If an expected Journey email was not sent:

  1. Identify the Journey request.

  2. Query the journey_request_emails table.

  3. Verify whether an email record was generated.

  4. Review scheduling records to confirm whether the email-triggering activity was executed.


ITIL Task Tables

Journeys frequently create and manage ITIL tasks. The following tables contain task-related information.

Table NameDescription
itil_tasksStores ITIL task records.
itil_task_field_dataStores structured task field values.
itil_task_text_field_dataStores text-based task field values.

Example Scenario

If a Journey activity creates a task but the task data appears incorrect:

  1. Retrieve the task from itil_tasks.

  2. Validate custom field values from itil_task_field_data.

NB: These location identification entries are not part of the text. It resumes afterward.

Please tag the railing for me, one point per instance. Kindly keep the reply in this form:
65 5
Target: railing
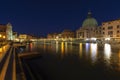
8 65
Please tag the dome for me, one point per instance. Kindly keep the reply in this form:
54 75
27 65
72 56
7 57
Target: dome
89 21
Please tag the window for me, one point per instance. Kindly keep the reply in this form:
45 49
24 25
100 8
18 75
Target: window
118 26
110 27
110 32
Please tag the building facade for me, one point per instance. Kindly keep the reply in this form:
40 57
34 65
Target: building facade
111 29
67 34
89 27
6 32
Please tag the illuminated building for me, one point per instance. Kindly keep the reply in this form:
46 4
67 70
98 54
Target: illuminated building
88 27
111 29
52 36
67 34
6 32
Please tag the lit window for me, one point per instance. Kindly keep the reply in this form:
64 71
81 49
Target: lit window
3 36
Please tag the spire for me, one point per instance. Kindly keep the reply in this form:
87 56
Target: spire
89 14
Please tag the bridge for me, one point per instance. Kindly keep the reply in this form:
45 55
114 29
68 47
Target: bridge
11 65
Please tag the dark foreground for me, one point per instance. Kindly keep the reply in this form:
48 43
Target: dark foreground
72 62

  3. Validate long-text or rich-text fields from itil_task_text_field_data.

Example:

select * from itil_tasks where id = <task_id>;

Troubleshooting Workflow

When investigating a Journey-related issue, use the following sequence:

  1. Validate Journey configuration:

    • journeys

    • activities

    • phases

    • stakeholders

  2. Validate Journey execution:

    • journey_requests

    • journey_request_phases

    • journey_request_activities

  3. Validate schedules and notifications:

    • journey_request_schedules

    • journey_request_emails

  4. Validate task creation and execution:

    • itil_tasks

    • itil_task_field_data

    • itil_task_text_field_data

Following this flow helps identify whether the issue originates from configuration, execution, scheduling, notification delivery, or task creation.